Welcome to the Spiking Crazyflie Gym repository! This repository contains a high-performance simulator designed for training end-to-end control of the Crazyflie 2.1 drone. The simulator provides a robust environment for developing and testing control algorithms.
In addition to the simulator, this repository includes training scripts for both artificial neural networks (ANNs) and spiking neural networks (SNNs). These scripts facilitate the training process, enabling you to develop effective control strategies for the Crazyflie 2.1 drone.
The simulator is based on the Learning to Fly in Seconds project. The dynamics have been wrapped to follow the Gymnasium API.
l2f_gym.py
file contains the core implementation of the simulator, providing the necessary interfaces and dynamics to simulate the Crazyflie 2.1 drone within the Gymnasium framework.

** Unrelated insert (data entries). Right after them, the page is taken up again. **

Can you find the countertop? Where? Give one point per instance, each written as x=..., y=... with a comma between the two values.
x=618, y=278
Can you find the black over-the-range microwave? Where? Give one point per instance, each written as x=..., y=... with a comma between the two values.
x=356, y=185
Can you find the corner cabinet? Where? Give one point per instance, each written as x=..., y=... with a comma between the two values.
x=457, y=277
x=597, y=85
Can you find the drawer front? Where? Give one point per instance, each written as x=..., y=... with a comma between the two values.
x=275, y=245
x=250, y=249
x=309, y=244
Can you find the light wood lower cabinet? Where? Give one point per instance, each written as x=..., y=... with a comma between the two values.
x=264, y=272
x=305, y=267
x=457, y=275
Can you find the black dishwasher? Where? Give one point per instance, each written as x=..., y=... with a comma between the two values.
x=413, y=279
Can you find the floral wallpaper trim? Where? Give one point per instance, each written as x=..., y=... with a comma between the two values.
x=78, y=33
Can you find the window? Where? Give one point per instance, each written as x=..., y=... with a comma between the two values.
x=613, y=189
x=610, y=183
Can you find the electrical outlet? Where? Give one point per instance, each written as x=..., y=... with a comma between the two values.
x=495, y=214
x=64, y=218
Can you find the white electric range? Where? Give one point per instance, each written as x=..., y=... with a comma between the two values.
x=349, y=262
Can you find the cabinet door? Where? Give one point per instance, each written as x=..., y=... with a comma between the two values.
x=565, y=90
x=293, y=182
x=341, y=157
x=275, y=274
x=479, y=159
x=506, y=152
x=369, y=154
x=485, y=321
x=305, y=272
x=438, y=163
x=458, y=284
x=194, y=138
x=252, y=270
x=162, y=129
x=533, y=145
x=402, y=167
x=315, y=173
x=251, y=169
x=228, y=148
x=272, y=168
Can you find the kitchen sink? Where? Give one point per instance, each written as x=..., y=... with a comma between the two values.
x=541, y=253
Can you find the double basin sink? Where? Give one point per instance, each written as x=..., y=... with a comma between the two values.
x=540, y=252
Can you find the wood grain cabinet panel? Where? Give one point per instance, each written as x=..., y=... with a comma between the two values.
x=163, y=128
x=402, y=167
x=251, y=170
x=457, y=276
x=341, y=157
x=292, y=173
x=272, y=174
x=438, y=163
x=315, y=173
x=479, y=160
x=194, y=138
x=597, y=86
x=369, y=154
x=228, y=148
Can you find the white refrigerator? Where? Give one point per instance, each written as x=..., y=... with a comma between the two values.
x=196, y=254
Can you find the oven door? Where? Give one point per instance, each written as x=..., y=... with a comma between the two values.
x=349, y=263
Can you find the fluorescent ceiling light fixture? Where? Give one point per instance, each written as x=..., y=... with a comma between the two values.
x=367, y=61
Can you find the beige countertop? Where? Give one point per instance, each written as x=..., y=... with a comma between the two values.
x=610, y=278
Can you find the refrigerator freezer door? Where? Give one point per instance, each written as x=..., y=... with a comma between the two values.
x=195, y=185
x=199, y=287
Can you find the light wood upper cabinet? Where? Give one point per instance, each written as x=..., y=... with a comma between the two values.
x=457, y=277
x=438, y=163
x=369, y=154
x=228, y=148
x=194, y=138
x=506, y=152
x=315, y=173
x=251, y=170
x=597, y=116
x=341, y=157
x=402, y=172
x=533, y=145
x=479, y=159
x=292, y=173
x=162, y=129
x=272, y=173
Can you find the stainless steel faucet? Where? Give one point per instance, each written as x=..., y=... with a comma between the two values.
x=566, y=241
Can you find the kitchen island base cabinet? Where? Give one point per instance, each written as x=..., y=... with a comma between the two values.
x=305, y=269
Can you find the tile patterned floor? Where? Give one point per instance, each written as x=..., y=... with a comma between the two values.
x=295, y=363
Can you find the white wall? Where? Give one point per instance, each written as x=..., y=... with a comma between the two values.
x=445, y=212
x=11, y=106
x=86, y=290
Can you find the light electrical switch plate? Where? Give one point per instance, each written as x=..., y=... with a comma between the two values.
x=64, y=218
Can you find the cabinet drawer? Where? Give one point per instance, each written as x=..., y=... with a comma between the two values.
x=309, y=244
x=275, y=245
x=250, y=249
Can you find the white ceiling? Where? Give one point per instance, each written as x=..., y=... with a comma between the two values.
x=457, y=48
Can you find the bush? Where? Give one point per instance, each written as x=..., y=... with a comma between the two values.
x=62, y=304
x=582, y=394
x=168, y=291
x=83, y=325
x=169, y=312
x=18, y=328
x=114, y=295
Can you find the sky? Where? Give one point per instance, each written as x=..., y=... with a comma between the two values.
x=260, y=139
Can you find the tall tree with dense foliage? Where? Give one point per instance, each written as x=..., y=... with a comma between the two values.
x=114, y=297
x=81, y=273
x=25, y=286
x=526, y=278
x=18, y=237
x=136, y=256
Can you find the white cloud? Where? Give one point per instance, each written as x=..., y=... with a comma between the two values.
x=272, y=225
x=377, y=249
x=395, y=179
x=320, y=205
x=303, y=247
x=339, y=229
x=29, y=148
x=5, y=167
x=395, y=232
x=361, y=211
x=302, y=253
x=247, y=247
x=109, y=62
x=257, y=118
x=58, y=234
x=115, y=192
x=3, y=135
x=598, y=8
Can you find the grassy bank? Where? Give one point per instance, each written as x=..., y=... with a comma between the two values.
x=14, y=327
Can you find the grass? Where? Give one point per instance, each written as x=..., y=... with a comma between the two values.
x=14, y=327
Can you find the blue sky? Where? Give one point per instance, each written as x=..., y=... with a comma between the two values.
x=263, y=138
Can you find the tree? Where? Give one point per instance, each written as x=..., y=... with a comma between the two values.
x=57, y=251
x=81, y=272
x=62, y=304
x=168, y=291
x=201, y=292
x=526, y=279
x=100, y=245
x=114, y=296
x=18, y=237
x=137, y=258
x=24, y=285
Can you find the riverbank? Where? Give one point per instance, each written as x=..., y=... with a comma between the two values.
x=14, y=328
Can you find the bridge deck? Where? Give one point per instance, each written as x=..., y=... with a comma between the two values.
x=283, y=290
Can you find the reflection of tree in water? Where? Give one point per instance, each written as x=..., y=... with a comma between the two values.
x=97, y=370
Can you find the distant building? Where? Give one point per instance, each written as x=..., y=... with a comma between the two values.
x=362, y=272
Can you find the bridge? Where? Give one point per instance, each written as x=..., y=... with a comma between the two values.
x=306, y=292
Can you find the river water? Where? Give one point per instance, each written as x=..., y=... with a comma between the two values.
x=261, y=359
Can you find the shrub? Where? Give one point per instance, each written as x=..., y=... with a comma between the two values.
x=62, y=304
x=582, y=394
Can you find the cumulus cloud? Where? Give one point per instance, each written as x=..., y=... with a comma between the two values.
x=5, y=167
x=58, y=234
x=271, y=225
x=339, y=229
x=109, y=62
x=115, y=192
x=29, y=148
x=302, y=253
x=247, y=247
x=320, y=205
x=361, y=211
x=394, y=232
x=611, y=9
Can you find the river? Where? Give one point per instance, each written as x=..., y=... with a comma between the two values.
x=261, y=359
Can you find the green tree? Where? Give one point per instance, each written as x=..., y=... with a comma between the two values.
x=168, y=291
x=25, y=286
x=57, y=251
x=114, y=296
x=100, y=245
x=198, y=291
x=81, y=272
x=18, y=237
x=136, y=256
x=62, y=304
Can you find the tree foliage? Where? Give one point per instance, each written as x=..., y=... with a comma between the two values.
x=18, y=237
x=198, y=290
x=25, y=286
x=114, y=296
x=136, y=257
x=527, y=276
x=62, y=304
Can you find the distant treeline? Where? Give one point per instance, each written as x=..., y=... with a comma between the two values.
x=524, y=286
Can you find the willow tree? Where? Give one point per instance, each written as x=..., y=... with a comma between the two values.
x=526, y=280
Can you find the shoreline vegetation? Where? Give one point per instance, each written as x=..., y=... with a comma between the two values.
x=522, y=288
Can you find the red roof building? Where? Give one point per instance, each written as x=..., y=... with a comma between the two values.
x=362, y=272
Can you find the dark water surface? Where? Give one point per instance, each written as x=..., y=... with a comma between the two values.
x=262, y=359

NOTE: as of Nov 2024, the learning to fly package supports CUDA operations, which can greatly increase the speed of the simulator!
Multiple training methods are available in this repository.

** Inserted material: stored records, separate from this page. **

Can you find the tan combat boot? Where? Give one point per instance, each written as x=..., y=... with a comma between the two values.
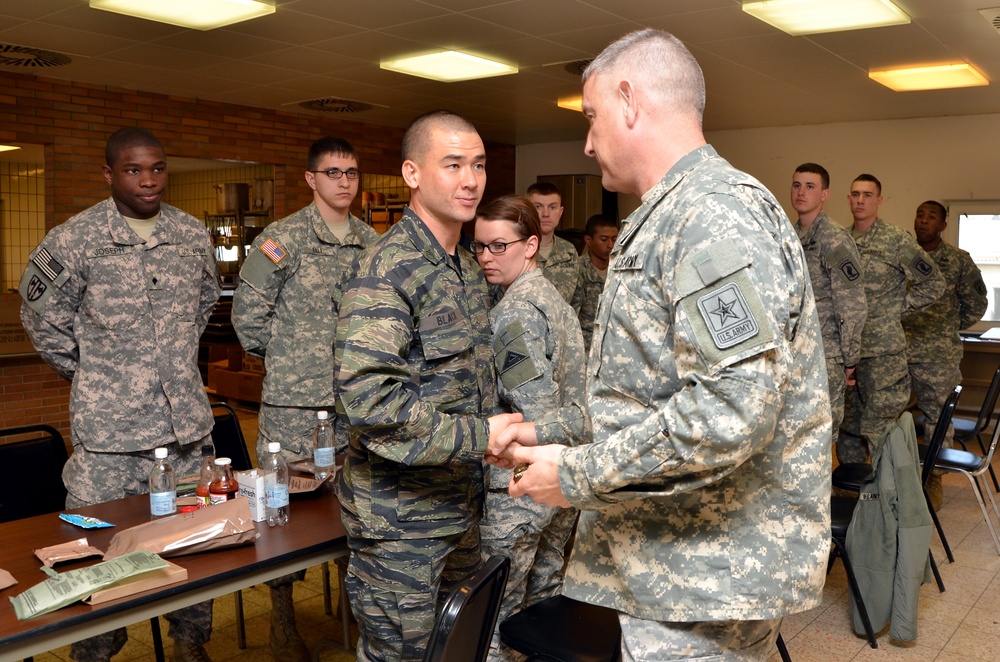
x=286, y=642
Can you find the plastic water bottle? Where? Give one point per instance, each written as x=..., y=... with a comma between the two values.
x=276, y=485
x=162, y=486
x=323, y=446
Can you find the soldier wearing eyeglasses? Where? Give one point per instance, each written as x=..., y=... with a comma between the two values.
x=285, y=310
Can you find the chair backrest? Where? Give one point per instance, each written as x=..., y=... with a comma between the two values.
x=989, y=404
x=940, y=432
x=31, y=482
x=465, y=626
x=228, y=437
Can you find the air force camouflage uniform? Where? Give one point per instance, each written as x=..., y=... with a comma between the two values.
x=415, y=384
x=538, y=355
x=120, y=318
x=560, y=267
x=899, y=278
x=705, y=495
x=933, y=346
x=285, y=309
x=837, y=282
x=587, y=296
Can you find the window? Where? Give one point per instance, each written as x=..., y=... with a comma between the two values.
x=978, y=230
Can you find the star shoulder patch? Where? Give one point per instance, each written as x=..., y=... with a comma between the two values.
x=727, y=316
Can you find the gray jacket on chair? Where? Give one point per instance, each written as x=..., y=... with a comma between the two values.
x=889, y=536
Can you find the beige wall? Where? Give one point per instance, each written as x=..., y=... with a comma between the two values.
x=947, y=158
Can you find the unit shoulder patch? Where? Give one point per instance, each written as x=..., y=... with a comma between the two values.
x=273, y=251
x=921, y=266
x=727, y=316
x=513, y=358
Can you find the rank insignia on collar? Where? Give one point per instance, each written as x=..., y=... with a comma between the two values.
x=512, y=359
x=273, y=251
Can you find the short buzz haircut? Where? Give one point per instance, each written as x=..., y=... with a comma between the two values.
x=416, y=139
x=599, y=221
x=516, y=210
x=543, y=188
x=330, y=145
x=940, y=207
x=865, y=177
x=659, y=60
x=128, y=137
x=816, y=169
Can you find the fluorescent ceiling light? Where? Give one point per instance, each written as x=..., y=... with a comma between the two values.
x=448, y=66
x=798, y=17
x=571, y=103
x=929, y=78
x=194, y=14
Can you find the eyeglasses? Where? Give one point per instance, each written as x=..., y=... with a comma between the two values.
x=497, y=247
x=337, y=173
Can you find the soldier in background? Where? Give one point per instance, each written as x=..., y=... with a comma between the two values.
x=835, y=272
x=899, y=278
x=704, y=498
x=556, y=257
x=599, y=236
x=285, y=310
x=933, y=346
x=415, y=384
x=539, y=359
x=115, y=300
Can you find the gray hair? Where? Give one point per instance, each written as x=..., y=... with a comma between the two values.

First, the fully online RL methods can be found in the files tianshou_l2f_<method>.py
. These are build on top of the Tianshou RL framework.
First, SAC was used for training the networks. However, it was found that the entropy, which promotes exploration negatively influenced training performance. This is attributed to the fact that the environment is highly unstable and has random disturbances, which in itself already promotes exploration. Next, it was found that for SNN, the surrogate gradient slope needed to be much shallower than for similar supervised training rounds. This can be explained due to the fact that the steep surrogate slow more precisely updates towards the computed gradient direction, but updates fewer weights. Due to the inherent uncertainty of gradient direction in the initial training phases of RL, the steep gradient will significantly slow down training of the SNN.

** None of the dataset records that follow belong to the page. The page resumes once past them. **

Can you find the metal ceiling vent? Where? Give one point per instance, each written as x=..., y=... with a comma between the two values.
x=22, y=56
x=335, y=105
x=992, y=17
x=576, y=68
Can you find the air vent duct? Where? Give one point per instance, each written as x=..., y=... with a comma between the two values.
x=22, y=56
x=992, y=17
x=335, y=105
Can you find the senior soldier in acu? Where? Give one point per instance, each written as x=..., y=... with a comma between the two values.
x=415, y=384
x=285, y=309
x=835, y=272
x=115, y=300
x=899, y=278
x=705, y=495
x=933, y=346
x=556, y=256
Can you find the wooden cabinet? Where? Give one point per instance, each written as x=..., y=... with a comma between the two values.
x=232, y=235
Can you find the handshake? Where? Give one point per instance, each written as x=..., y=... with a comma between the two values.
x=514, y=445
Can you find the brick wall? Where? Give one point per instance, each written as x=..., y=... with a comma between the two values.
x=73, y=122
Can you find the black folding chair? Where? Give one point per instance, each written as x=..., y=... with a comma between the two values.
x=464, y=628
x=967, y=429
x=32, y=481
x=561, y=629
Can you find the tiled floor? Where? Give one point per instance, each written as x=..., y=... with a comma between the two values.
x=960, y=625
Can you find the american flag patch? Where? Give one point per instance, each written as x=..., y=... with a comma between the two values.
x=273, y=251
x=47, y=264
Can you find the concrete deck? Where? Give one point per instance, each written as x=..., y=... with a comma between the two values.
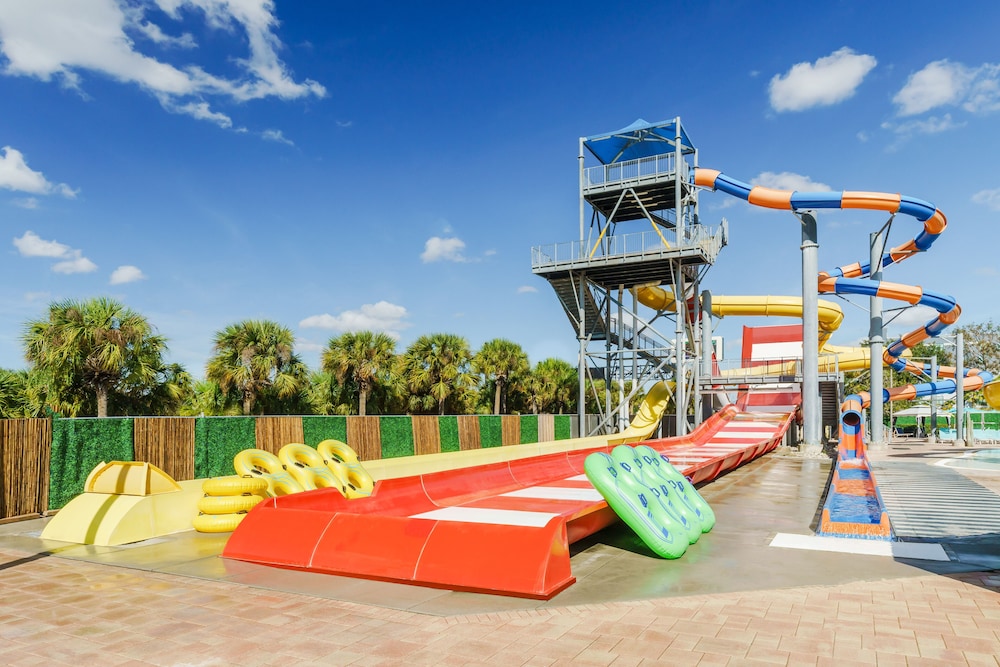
x=731, y=599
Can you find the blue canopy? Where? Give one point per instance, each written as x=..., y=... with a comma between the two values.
x=638, y=140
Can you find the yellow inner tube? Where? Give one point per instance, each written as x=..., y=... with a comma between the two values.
x=306, y=465
x=339, y=456
x=228, y=504
x=234, y=486
x=217, y=523
x=266, y=466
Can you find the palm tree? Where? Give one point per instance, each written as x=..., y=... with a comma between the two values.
x=435, y=369
x=558, y=382
x=12, y=393
x=364, y=357
x=98, y=345
x=254, y=357
x=500, y=361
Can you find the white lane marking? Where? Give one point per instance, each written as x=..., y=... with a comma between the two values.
x=915, y=550
x=556, y=493
x=487, y=515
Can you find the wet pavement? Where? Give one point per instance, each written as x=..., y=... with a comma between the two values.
x=731, y=599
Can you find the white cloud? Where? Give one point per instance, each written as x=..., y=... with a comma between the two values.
x=831, y=79
x=788, y=180
x=276, y=135
x=437, y=249
x=73, y=261
x=990, y=198
x=32, y=245
x=381, y=316
x=942, y=82
x=15, y=174
x=126, y=274
x=60, y=39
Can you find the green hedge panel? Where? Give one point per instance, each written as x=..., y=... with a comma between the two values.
x=397, y=436
x=324, y=427
x=563, y=427
x=217, y=440
x=490, y=431
x=78, y=446
x=448, y=429
x=529, y=429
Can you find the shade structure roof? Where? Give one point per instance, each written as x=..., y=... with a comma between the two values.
x=638, y=140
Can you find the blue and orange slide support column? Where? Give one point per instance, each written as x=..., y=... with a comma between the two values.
x=854, y=279
x=851, y=278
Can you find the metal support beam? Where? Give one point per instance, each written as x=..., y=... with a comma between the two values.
x=932, y=435
x=812, y=417
x=876, y=342
x=582, y=370
x=706, y=351
x=680, y=394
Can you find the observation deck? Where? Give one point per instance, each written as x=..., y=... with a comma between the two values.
x=630, y=259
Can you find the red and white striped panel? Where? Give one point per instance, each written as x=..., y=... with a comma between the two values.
x=529, y=506
x=733, y=437
x=536, y=505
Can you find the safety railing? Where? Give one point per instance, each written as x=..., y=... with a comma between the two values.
x=652, y=167
x=707, y=239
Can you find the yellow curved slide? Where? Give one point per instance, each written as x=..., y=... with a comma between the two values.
x=833, y=357
x=648, y=417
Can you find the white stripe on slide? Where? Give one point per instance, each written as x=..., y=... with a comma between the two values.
x=485, y=515
x=556, y=493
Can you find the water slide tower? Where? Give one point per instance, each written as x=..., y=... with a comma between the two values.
x=639, y=225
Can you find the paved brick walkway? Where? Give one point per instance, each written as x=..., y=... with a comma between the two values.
x=56, y=611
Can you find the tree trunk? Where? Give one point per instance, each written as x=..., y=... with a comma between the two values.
x=102, y=401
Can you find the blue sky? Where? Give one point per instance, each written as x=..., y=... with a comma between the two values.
x=338, y=166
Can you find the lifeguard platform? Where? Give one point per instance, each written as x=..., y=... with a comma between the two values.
x=639, y=225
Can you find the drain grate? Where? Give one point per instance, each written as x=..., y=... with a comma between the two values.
x=931, y=502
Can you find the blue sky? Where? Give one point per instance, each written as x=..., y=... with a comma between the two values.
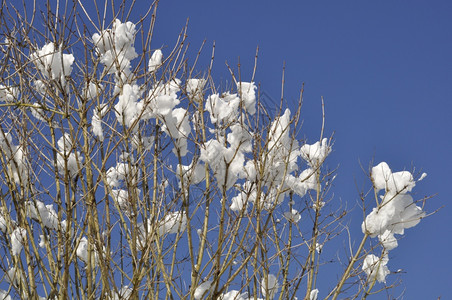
x=384, y=69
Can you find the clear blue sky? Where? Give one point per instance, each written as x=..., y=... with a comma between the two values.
x=384, y=69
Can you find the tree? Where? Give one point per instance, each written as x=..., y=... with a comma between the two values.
x=127, y=175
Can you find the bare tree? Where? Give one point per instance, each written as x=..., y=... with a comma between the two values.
x=127, y=175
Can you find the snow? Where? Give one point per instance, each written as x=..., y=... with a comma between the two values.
x=18, y=237
x=176, y=125
x=52, y=63
x=66, y=160
x=223, y=109
x=117, y=173
x=96, y=121
x=397, y=210
x=195, y=87
x=162, y=99
x=293, y=215
x=18, y=168
x=115, y=48
x=202, y=288
x=155, y=61
x=376, y=268
x=128, y=109
x=44, y=213
x=4, y=295
x=313, y=294
x=270, y=285
x=82, y=251
x=393, y=183
x=8, y=94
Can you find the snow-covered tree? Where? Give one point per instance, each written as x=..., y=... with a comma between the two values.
x=126, y=175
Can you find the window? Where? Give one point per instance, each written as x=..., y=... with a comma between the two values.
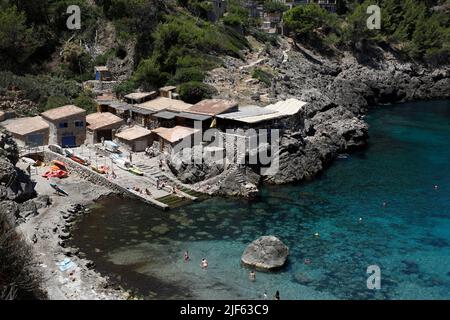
x=79, y=124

As controllers for the Crazyflie are readily available, one wonders whether it can be used to kickstart the training of the efficient SNN. In TD3BC_Online.py
, an implementation of TD3BC which uses Jump-Start RL is presented. One can choose any of the buffers available in this repo, or start with an empty replay buffer and an existing controller.
During training, the agent initially uses the presented existing controller, and soflty rolls in the SNN, filling the buffer with more and more data gathered with the spiking actor. Several mechanisms are in place to avoid filling the buffer with useless data when early termination occurs.
In the most basic sense, we can train an agent by copying the behavior available in the dataset. This boils down to supervised learning. In BC.py
, the code to enable this training is presented.
When using an RL setup, with an actor-critic setup, we can leverage reward information to improve over our existing dataset. This can particularly be useful when the dataset is not expert data or when a (limited) reward curriculum is being used. You can refer to TD3BC.py
for an implentation of such method.